The new strategy’s main goals include increasing the tourism’s contribution to the country’s overall income, a balanced development of the tourist supply and services, creating more jobs in the tourism sector, improving the livelihoods and reducing poverty among local communities in tourist destinations all over the country, growing public investment on tourism and ensuring that tourists’ rights are respected.

The strategy expects the tourism industry’s direct contribution to the GDP to increase to 10 percent of the GDP to about €1.8 billion of the GDP by 2022 and the number of tourists to more than 6 million annually.

The travel and tourism industry currently directly supports 85,000 jobs, but the sector’s total contribution to employment including wider effects from investment, the supply chain and induced income impacts is estimated at about 267,000 jobs, about a quarter of the country’s total employment, according to London-based World Travel & Tourism Council, WTTC.

Diversifying the tourist supply, improving the quality of services through the development of human resources, promoting Albania as a year-round destination, attracting private and public investment and destination management are the five priorities outlined in the 2018-2022 strategy.

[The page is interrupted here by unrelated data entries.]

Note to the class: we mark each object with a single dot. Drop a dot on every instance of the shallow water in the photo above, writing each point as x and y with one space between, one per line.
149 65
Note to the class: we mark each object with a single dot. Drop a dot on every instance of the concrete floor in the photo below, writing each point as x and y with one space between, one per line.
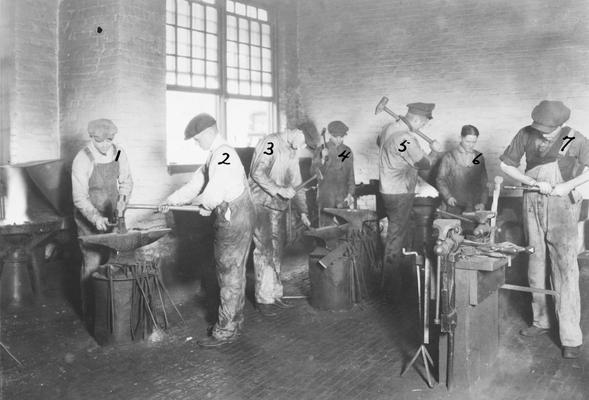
301 354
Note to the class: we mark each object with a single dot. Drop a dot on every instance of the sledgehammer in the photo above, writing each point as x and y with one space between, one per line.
382 106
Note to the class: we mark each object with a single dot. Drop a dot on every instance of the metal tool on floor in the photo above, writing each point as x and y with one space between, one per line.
423 305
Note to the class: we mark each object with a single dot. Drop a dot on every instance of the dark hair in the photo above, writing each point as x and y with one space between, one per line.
469 130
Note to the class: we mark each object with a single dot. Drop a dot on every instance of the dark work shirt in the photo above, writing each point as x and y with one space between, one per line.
531 143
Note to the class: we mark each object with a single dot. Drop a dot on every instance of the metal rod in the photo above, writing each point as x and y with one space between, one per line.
156 207
518 288
438 277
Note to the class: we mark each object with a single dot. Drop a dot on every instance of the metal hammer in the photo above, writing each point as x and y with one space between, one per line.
382 106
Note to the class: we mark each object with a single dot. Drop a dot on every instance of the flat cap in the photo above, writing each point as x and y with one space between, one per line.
424 109
549 115
337 128
198 124
102 129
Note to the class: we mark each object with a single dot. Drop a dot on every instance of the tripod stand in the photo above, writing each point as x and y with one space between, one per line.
423 314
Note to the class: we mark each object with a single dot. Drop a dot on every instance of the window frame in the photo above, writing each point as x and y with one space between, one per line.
222 93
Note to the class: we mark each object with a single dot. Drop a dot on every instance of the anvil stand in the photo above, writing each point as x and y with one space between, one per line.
423 315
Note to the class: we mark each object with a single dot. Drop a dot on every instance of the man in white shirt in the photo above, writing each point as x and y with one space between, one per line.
220 186
101 186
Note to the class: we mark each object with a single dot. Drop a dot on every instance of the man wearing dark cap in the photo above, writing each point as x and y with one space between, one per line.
220 187
555 158
101 186
399 160
274 174
334 165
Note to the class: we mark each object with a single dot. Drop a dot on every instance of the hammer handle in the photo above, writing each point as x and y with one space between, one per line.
416 131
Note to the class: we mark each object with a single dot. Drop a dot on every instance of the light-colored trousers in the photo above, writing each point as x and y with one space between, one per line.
551 225
269 237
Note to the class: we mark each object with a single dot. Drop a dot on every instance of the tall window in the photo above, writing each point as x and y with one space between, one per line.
219 58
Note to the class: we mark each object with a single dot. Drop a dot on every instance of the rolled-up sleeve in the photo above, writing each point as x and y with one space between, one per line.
81 171
125 177
260 169
515 151
442 180
190 190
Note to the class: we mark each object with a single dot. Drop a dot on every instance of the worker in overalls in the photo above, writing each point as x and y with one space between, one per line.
334 165
220 186
274 175
101 186
555 158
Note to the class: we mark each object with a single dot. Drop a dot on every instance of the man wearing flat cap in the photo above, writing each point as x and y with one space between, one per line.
399 161
556 156
334 165
274 175
101 186
220 187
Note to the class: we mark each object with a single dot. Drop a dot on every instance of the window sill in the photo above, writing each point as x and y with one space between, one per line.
182 168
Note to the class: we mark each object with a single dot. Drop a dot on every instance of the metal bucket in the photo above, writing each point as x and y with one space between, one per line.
120 315
330 287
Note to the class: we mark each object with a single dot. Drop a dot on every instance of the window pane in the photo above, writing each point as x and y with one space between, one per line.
232 87
212 47
232 73
250 121
170 78
171 11
183 13
171 63
212 83
198 17
184 79
212 69
256 58
231 28
170 40
244 55
198 45
244 31
232 54
266 60
184 65
239 8
211 20
252 12
198 67
183 42
266 35
181 108
255 33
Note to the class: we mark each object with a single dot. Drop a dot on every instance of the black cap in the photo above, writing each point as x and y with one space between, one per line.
337 128
198 124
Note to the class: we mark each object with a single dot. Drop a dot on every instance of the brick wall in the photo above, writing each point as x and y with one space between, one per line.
29 89
482 63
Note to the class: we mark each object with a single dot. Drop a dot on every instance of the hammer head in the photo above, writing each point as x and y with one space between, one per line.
480 216
381 105
444 226
355 218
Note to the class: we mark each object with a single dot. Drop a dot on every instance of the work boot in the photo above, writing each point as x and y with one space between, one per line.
267 310
282 304
211 341
571 352
533 331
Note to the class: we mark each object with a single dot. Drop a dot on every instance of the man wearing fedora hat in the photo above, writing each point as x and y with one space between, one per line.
399 160
334 166
555 158
220 187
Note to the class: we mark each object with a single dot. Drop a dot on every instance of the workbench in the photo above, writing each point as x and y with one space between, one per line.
477 280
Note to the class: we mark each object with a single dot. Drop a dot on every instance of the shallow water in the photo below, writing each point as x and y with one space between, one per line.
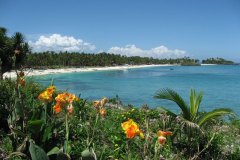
220 84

Although mountain tourism is gradually becoming more popular, Albania’s tourism industry remains highly seasonal and coastline-based with summer bringing the overwhelming majority of tourists.

Ethnic Albanian tourists from neighboring Kosovo and Macedonia still account for about half of tourists in what is known as ‘patriotic’ tourism.

The Albanian government plans to allocate about 300 million lek (€2.2 million) annually in the next three years, a small amount representing only about 0.1 percent of total government spending, which the strategy drafters say is a result of the tight spending policies in place since 2013.

In its latest Economic Impact Research report, the World Travel & Tourism Council ranks Albania 26th out of 185 countries for its travel and tourism long-term growth prospects from 2017 to 2027, leaving behind almost all regional competitors who have a longer tradition in the tourism industry.

 

Tax incentives

Albania is trying to lure investors with a package of tax incentives in a bid to promote investment in luxury hotels and resorts, but the long-standing unclear property issue and inefficient judiciary and highly perceived corruption remain key barriers.

With tourism on top of the agenda as one of the emerging key drivers of Albania’s growth, the Albanian government is offering a series incentives for current and new investments in a bid to also promote luxury travel in the country in addition to the rapidly growing mass tourism.

New luxury accommodation units built by internationally renowned chained-brand hotels or under management or franchise contracts with them, will benefit tax incentives for a ten-year period for building and operating four-star hotels and resorts with an investment value of at least €8 million or five-star units worth at least €15 million, according to package of tax incentives Albania approved in late 2017.

Closed to tourists for about five decades until the early 1990s, Albania offers a miscellaneous picture of coastal and mountain tourism and has been attracting more and more foreign tourists in the past decade, being nicknamed “A new Mediterranean love” and “Europe’s last secret.”

The communist past is what fascinates most tourists about Albania, which was cut off from the rest of the world under a Stalinist dictatorship for about five decades until the early 1990s.

The House of Leaves museum of the notorious Sigurimi police surveillance in downtown Tirana, a Cold War bunker outside the capital city that the former communist regime had built underground decades ago to survive a possible nuclear attack and the Sazan Island military base south of the country all house the mystery and phobia of the country’s communist leaders for about five decades until the early 1990s.